The job involved a protection relationship between the source volume cluster2_src_vol2 on the virtual server cluster2_src_svm and the destination volume managed_svc2_vol3 on the virtual server named cluster3_dst_svm.
A Snapshot copy job failed for 0426cluster2_src_vol2snap on the source volume cluster2_src_svm:/cluster2_src_vol2.

In this scenario, you can identify the cause and potential corrective actions of the job failure.
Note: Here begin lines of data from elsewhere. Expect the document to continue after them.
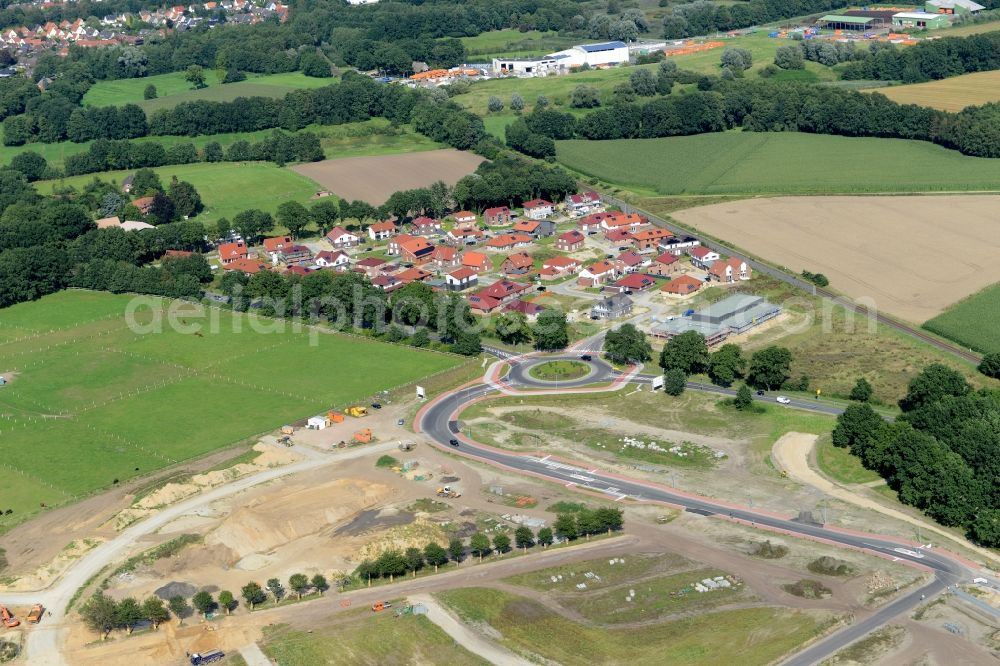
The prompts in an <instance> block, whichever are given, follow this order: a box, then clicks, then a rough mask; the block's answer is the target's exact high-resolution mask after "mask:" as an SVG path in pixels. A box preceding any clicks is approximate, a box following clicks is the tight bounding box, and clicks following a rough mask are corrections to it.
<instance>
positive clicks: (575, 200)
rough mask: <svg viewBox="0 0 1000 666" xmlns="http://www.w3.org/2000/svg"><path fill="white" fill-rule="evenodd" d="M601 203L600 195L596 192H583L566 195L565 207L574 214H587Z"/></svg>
mask: <svg viewBox="0 0 1000 666" xmlns="http://www.w3.org/2000/svg"><path fill="white" fill-rule="evenodd" d="M600 205H601V195H600V194H598V193H597V192H592V191H591V192H583V193H581V194H571V195H569V196H568V197H566V209H567V210H568V211H569V212H570V213H571V214H572V215H574V216H576V217H579V216H580V215H587V214H588V213H591V212H593V211H594V209H595V208H597V207H598V206H600Z"/></svg>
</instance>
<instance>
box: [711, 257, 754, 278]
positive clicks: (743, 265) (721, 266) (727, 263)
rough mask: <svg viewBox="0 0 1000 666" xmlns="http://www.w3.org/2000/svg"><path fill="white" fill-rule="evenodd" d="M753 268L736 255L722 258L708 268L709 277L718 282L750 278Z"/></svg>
mask: <svg viewBox="0 0 1000 666" xmlns="http://www.w3.org/2000/svg"><path fill="white" fill-rule="evenodd" d="M752 272H753V271H752V269H751V268H750V266H749V265H748V264H747V262H745V261H743V260H742V259H737V258H736V257H730V258H729V259H720V260H719V261H717V262H715V263H714V264H712V267H711V268H709V269H708V279H709V280H714V281H716V282H723V283H732V282H736V281H737V280H749V279H750V274H751V273H752Z"/></svg>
However, resolving the failure requires that you access either the System Manager web UI or the ONTAP CLI commands.

Steps

You review the error message and determine that a Snapshot copy job failed on the source volume, indicating that there is probably a problem with your source volume.

Optionally, you could click the Job Details link at the end of the error message, but for the purposes of this scenario, you choose not to do that.
You decide that you want to try to resolve the event, so you do the following:
1. Click the Assign To button and select Me from the menu.
2. Click the Acknowledge button so that you do not continue to receive repeat alert notifications, if alerts were set for the event.
3. Optionally, you can also add notes about the event.
Click the Source field in the Summary pane to see details about the source volume.

The Source field contains the name of the source object: in this case, the volume on which the Snapshot copy job was scheduled.

The Health/Volume details page displays for cluster2_src_vol2, showing the content of the Protection tab.
Looking at the protection topology graph, you see an error icon associated with the first volume in the topology, which is the source volume for the SnapMirror relationship.

You also see the horizontal bars in the source volume icon, indicating the warning and error thresholds set for that volume.
You place your cursor over the error icon to see the pop-up dialog box that displays the threshold settings and see that the volume has exceeded the error threshold, indicating a capacity issue.
Click the Capacity tab.

Capacity information about volume cluster2_src_vol2 displays.
In the Capacity pane, you see that there is an error icon in the bar graph, again indicating that the volume capacity has surpassed the threshold level set for the volume.
Below the capacity graph, you see that volume autogrow has been disabled and that a volume space guarantee has been set.

You could decide to enable autogrow, but for the purposes of this scenario, you decide to investigate further before making a decision about how to resolve the capacity problem.
You scroll down to the Events list and see that Protection Job Failed, Volume Days Until Full, and Volume Space Full events were generated.
In the Events list, you click the Volume Space Full event to get more information, having decided that this event seems most relevant to your capacity issue.

The Event details page displays the Volume Space Full event for the source volume.
In the Summary area, you read the Cause field for the event: The full threshold set at 90% is breached. 45.38 MB (95.54%) of 47.50 MB is used.
Below the Summary area, you see Suggested Corrective Actions.

The Suggested Corrective Actions display only for some events, so you do not see this area for all types of events.

You click through the list of suggested actions that you might perform to resolve the Volume Space Full event:
- Enable autogrow on this volume.
- Resize the volume.
- Enable and run deduplication on this volume.
- Enable and run compression on this volume.
You decide to enable autogrow on the volume, but to do so, you must determine the available free space on the parent aggregate and the current volume growth rate:
1. Look at the parent aggregate, cluster2_src_aggr1, in the Related Devices pane.
  
  You can click the name of the aggregate to get further details about the aggregate.
  
  You determine that the aggregate has sufficient space to enable volume autogrow.
2. At the top of the page, look at the icon indicating a critical incident and review the text below the icon.
  
  You determine that "Days to Full: Less than a day | Daily Growth Rate: 5.4%".
Go to System Manager or access the ONTAP CLI to enable the volume autogrow option.

Make note of the names of the volume and aggregate so you have them available when enabling autogrow.
After resolving the capacity issue, return to the Unified ManagerEvent details page and mark the event as resolved.